Surtout, il ne s’agit pas d’une université : son site est hébergé par free.fr, et non un hébergeur universitaire. La fameuse découverte de Joël Sternheimer est évoquée sur la page du site consacrée à l’« historique des séminaires. » En tout et pour tout, une dizaine de lignes sont consacrées à sa soi-disant découverte sur le « code génodique. »
Alors que la véracité scientifique de l’innovation vantée sur Genodics mériterait très certainement de plus amples investigations, il suffit de taper le nom de l’entreprise dans Google pour trouver de nombreux articles consacrés à cette musique supposée sauver les plantes.
L’article consacré par nos confrères du Figaro à Genodics prend le soin de souligner, en convoquant les analyses de Bruno Moulia — directeur de recherches à l’Inra –, que l’efficacité de tels traitements n’a pas été démontrée scientifiquement ; sur France Musique, en revanche, moins de pincettes : on peut lire que « c’est ensuite la protéodie qui serait à l’origine du miracle. »
Un scientifique reconverti en chanteur yéyé
Contactée par nos soins, Catherine Lenne, botaniste et maître de conférence à l’université Clermont Auvergne, confirme et poursuit l’analyse dressée par son collègue Bruno Moulia. « Historiquement, les brevets de Genodics s’appuient sur la « théorie des protéodies » développée par Joseph Sternheimer. Celui-ci est un ancien scientifique qui échoua dans le système académique (concours d’entrée au CNRS) et se reconvertit en chanteur, dans la vague des chanteurs yéyé, sous le nom de scène d’Evariste », détaille-t-elle.
La botaniste ajoute que, grâce à l’argent gagné par cette reconversion dans la chanson, Joseph Sternheimer a ainsi poursuivi ses réflexion autour de cette théorie des protéodies. « Il finança ses propres recherches qui portaient sur une refonte de la mécanique quantique et d’une théorie physique dite « des ondes d’échelles », poursuit Catherine Lenne.
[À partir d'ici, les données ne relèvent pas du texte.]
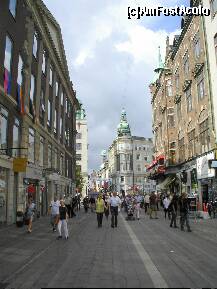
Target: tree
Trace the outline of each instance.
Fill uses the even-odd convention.
[[[76,190],[81,193],[84,187],[84,178],[82,176],[81,167],[76,166]]]

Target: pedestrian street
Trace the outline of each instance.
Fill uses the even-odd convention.
[[[0,230],[0,288],[204,288],[217,284],[217,220],[191,219],[192,232],[170,228],[163,212],[140,221],[110,218],[97,227],[83,208],[57,240],[49,218]]]

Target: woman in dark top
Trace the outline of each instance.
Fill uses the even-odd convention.
[[[68,224],[67,224],[68,212],[63,200],[60,201],[59,210],[60,210],[60,220],[58,223],[59,236],[57,237],[57,239],[62,239],[62,227],[63,227],[65,239],[68,240],[69,238]]]

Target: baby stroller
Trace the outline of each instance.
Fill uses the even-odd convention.
[[[135,221],[136,218],[134,217],[134,206],[132,204],[127,205],[127,221]]]

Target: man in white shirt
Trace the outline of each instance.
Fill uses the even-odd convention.
[[[117,193],[114,192],[113,196],[109,199],[110,210],[111,210],[111,227],[118,226],[118,208],[121,205],[121,199],[117,196]]]
[[[53,227],[53,232],[56,232],[60,215],[59,211],[60,201],[57,200],[57,197],[54,197],[54,200],[50,204],[50,208],[51,208],[51,225]]]

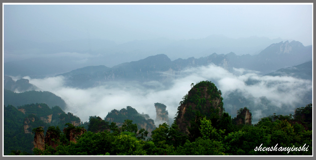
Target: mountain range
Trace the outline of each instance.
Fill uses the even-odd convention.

Ceci déboucha péniblement sur une seule publication dans les Comptes rendus de l’Académie des sciences, jamais citée et totalement déconsidérée par les physiciens… mais aussi sur deux brevets. »
Une publication « déconsidérée par les physiciens », des procédés « jamais testés scientifiquement »
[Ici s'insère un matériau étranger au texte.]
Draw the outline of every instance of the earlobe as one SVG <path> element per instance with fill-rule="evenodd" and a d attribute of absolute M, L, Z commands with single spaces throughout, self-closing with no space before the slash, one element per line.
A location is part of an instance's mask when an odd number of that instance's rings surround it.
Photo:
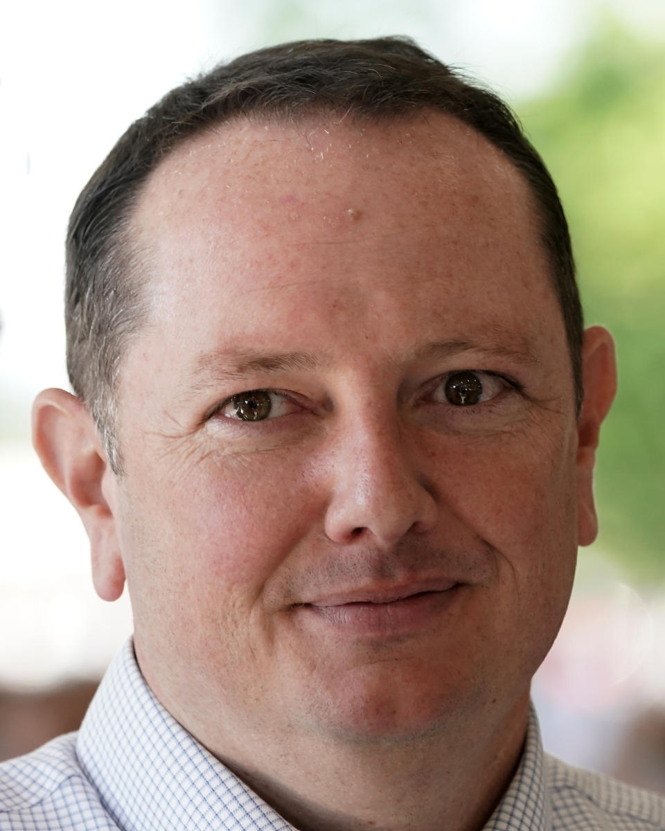
<path fill-rule="evenodd" d="M 104 600 L 117 599 L 125 571 L 116 519 L 106 495 L 113 474 L 91 416 L 69 392 L 44 390 L 32 406 L 32 444 L 44 470 L 83 522 L 97 593 Z"/>
<path fill-rule="evenodd" d="M 612 336 L 603 327 L 584 332 L 582 348 L 584 397 L 578 419 L 578 541 L 589 545 L 598 534 L 594 500 L 594 467 L 600 426 L 617 391 L 617 367 Z"/>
Catherine Lenne ajoute : « Ces derniers affirment qu’en transposant les ondes d’échelles liées aux vibrations des acides aminés lorsque les ribosomes les accrochent pour fabriquer la protéine, on peut alors prendre le contrôle de la séquence de la protéine fabriquée. Genodics a racheté ces brevets et vend maintenant des mélodies qui sont censées gouverner la synthèse de protéines de résistances aux maladies ou au stress de sécheresse… Ceci n’a jamais été testé scientifiquement. »
La botaniste nous a également invité à consulter ce forum, hébergé par le site Futura Sciences. Comme le souligne l’un de ses membres, « le dépôt d’un brevet n’est en rien une preuve de la validité d’un procédé » ; les travaux de Joseph Sternheimer y sont même jugés « charlatanesques. »
De son côté, Jean-Marie Frachisse, biologiste et chercheur au CNRS — et spécialisé dans la perception des contraintes mécaniques par les plantes –, se montre également sceptique à l’égard des promesses de Genodics.
« Une démarche esthétique et commerciale »
« Cette idée que l’on puisse associer une fréquence, et donc une musique, à un acide aminé, demande à être validée scientifiquement », nous déclare-t-il. Cela me semble davantage relever d’une démarche esthétique et commerciale, et je constate un manque d’expérience scientifique. D’autant plus, qu’à l’échelle moléculaire, cette fréquence n’est pas audible. » Selon le biologiste, le procédé vanté par l’entreprise « semble être un peu trop beau pour être vrai. »
« L’idée est séduisante et idyllique, je ne demande qu’à être convaincu par une validation selon les standards scientifiques », conclut-il.